Having noted the disadvantages of unidirectional airflow in isolators, the significant advantage of the regime is the speed with which particles are purged from the critical working area. This is particularly useful in situations where both asepsis and containment are required, such as the processing of cytotoxic drugs. The problems associated with this type of work are discussed in more detail in Chapter 5, but briefly, negative pressure regime is often applied to cytotoxic isolators to protect the operators. Any leakage, however, may draw contamination into the isolator and put the patient at risk. If a unidirectional airflow regime is used, such particles are removed from the critical work area within seconds. Under a turbulent airflow regime, the particles may remain in circulation for minutes, thus increasing the chance of product contamination. For this reason, hospital pharmacy isolators used for cytotoxic work in the UK often use the unidirectional airflow regime. (Neiger, J.S., Negative Isolation, Cleanroom Technology, 2001; April: 24-25.)
In the final analysis, the chosen airflow regime must reflect the balance between factors such as the sensitivity of the process in the isolator, the air quality of the isolator room, and the leak-tightness ("arimosis") of the isolator.
Figure 2.6 is a schematic drawing of the airflow through a unidirectional airflow isolator.
Semiunidirectional flow Whilst this may sound like a contradiction in terms, this semiunidirectional flow has found use in some isolators, such as those used for aseptic hospital pharmacy work. In this design, just a part of the roof of the isolator is made up of a panel HEPA filter, which generates a region of unidirectional flow
within the main body of the isolator. Curtains or plates are fitted to contain the flow down to perhaps 400 mm from the isolator floor, and air then spills out to give turbulent flow in the rest of the isolator. Thus, small-scale critical operations can be carried out in the region of unidirectional flow, while less critical work goes on in the main body of the unit. All of this can be engineered without recourse to the complexities of full unidirectional downflow.
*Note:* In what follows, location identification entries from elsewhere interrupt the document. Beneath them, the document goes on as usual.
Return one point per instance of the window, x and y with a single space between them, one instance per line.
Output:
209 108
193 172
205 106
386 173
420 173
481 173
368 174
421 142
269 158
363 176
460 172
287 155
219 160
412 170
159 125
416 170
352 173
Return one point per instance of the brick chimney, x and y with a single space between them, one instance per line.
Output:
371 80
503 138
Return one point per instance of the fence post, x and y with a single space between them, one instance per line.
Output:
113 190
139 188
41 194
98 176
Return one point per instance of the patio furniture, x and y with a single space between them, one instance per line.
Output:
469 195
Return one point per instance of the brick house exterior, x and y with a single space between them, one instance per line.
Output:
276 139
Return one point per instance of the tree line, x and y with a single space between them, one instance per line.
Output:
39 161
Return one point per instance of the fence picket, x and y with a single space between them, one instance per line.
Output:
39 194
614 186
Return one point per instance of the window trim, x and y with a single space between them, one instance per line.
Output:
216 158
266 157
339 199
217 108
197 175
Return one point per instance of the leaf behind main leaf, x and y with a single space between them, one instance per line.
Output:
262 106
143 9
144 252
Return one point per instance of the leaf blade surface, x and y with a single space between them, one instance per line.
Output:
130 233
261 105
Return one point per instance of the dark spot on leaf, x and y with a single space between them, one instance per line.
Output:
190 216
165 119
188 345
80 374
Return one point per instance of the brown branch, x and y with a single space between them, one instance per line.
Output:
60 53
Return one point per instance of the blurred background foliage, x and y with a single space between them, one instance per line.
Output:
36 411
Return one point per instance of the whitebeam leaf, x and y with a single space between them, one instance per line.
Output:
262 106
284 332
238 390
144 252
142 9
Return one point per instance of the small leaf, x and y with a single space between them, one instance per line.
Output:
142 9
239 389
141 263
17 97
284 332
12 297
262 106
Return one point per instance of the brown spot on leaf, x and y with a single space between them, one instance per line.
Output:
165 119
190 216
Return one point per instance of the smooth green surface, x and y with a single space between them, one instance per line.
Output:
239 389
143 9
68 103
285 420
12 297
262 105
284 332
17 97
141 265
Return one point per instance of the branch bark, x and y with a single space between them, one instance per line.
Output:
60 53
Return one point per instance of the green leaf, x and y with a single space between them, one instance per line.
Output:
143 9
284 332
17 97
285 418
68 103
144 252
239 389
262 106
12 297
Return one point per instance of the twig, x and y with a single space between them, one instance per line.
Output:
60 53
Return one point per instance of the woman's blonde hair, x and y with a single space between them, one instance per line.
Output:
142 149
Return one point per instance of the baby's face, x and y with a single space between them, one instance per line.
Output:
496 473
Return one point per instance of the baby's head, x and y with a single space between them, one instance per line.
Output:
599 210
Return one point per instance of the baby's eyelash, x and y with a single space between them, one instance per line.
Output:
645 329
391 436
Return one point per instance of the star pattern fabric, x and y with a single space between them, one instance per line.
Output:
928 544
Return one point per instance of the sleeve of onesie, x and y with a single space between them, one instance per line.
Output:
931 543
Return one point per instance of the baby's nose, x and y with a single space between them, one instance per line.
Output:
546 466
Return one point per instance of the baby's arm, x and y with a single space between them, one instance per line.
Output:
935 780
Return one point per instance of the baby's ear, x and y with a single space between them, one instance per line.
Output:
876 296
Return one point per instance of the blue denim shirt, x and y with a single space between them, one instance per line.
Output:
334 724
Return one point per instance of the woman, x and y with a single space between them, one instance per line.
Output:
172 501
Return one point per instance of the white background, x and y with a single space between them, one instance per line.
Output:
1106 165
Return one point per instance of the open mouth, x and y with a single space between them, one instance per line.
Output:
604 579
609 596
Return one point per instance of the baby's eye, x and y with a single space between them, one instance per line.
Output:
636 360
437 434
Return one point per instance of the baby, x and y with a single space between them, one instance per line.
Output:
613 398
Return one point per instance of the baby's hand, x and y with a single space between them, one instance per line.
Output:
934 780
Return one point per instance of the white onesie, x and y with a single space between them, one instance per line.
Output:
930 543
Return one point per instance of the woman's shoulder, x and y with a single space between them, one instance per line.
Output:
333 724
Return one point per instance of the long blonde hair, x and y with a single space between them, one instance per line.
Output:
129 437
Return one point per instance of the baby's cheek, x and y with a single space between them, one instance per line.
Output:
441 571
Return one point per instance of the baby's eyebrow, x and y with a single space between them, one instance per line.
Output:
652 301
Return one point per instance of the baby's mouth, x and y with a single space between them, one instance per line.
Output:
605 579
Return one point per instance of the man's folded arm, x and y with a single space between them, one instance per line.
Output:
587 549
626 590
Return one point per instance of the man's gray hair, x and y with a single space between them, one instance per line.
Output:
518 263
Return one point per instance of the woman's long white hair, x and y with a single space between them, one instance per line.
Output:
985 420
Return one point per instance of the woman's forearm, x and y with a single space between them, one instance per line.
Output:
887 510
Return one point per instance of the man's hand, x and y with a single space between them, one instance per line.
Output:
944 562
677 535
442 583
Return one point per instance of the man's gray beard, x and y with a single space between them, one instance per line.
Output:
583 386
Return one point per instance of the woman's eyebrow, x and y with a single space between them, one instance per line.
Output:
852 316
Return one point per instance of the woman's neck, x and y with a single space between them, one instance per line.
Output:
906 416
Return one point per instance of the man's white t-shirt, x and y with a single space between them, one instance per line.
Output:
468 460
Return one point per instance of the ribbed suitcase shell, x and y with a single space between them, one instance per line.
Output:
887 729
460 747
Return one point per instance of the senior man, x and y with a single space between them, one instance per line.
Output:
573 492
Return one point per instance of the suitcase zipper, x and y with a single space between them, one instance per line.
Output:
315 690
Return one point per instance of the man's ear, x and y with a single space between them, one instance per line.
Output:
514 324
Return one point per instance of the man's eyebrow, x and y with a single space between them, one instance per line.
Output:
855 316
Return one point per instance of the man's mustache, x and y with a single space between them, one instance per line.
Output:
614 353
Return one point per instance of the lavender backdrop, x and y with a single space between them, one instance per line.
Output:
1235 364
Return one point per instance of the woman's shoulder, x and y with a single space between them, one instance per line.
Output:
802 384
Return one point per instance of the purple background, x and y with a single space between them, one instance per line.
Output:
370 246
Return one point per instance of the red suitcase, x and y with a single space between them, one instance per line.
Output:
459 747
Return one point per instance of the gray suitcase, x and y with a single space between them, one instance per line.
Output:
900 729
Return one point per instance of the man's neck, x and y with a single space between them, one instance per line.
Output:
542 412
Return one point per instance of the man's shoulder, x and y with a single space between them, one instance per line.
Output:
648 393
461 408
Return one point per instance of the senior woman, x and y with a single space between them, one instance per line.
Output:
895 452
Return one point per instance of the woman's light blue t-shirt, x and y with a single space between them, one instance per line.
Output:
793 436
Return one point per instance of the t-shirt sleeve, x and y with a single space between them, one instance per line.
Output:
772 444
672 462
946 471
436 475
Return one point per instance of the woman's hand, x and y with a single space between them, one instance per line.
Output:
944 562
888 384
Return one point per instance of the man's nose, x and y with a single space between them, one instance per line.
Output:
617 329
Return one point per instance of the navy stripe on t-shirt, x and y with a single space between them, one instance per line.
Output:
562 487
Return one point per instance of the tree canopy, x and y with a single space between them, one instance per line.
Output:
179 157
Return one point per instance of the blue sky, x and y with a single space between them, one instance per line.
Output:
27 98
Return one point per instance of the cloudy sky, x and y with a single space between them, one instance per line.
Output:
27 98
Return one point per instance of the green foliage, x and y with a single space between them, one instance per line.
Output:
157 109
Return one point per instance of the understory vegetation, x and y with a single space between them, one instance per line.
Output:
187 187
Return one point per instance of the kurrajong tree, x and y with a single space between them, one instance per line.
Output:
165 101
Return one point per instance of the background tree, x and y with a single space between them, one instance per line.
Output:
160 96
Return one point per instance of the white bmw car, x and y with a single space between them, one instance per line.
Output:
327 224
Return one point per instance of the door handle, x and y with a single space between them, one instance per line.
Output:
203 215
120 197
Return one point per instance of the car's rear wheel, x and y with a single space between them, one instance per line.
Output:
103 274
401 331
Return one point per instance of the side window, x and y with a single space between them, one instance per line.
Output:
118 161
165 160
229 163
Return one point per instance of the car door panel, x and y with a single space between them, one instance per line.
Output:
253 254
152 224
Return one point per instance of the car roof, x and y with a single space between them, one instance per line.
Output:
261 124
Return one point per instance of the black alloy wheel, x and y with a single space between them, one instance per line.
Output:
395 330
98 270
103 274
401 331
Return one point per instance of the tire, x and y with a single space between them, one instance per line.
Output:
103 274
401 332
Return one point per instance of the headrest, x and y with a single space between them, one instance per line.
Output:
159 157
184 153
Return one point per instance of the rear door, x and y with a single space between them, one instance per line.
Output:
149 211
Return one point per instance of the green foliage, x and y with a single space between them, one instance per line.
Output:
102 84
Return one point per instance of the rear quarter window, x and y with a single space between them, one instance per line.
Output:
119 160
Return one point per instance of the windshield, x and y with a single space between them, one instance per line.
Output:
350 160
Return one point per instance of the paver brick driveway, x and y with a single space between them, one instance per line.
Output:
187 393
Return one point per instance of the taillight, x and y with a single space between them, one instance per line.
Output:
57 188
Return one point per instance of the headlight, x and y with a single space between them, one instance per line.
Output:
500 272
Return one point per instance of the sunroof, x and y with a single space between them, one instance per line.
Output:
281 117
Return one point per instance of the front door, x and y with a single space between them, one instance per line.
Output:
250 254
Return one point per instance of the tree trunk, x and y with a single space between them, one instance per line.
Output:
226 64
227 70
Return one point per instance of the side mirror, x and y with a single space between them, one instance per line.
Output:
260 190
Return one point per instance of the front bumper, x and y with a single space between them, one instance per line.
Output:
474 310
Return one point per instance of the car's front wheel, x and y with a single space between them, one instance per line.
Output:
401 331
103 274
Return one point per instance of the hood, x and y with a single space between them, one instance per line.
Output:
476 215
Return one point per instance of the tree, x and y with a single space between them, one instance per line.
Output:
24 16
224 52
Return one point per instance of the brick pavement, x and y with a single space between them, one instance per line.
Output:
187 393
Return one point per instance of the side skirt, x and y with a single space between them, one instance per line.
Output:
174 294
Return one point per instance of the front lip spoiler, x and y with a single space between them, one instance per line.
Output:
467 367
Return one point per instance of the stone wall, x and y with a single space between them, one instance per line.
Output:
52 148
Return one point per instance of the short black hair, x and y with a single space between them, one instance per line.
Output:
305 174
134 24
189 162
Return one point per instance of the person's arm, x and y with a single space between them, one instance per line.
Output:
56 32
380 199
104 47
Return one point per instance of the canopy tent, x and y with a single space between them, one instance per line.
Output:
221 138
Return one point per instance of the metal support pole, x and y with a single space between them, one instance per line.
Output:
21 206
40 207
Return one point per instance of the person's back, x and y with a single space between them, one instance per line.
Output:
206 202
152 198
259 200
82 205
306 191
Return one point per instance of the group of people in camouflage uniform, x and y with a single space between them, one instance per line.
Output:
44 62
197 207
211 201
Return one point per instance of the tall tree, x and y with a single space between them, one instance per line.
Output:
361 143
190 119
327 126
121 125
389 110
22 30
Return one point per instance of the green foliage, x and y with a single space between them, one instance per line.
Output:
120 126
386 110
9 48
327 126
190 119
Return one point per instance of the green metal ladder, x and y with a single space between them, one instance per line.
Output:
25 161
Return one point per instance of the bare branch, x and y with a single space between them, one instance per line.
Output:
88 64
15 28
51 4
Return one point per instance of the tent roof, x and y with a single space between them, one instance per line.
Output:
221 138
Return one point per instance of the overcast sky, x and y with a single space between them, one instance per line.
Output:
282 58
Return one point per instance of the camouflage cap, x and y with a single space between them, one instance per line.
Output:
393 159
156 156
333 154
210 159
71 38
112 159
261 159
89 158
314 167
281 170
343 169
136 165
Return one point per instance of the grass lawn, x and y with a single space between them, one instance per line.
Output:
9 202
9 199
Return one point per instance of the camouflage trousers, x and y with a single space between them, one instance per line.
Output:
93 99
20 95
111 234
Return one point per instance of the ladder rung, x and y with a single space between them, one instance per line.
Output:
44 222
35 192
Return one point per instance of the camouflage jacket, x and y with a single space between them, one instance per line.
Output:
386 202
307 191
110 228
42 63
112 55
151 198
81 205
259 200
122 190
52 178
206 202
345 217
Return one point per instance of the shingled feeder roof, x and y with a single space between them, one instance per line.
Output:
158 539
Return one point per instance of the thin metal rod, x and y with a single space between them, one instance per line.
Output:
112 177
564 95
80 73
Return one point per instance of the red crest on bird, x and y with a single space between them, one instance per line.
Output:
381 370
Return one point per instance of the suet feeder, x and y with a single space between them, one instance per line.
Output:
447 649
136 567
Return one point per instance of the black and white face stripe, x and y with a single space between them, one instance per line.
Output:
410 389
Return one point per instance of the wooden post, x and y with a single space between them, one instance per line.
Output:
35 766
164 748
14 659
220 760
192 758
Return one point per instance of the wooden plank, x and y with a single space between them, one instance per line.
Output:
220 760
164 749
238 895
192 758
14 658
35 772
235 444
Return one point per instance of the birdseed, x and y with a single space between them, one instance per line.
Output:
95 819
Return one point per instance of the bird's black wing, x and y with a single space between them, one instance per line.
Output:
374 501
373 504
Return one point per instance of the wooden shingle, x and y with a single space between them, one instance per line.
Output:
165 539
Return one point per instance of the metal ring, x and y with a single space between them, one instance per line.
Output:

Figure 2.7 shows the airflow pattern of a semiunidirectional isolator.
Although unidirectional airflow regime isolators are complex and expensive, and the benefits may be perceived rather than actual, it seems likely that they will still be used in aseptic pharmaceutical operations. Change is only likely to occur in the wake of extensive data provision, which in turn means that a fairly comprehensive research programme is required. Possibly, such a programme could be coordinated by one of the learned bodies, such as the Parenteral Society (UK) or the PDA (U.S.), and the work shared among a number of pharmaceutical companies.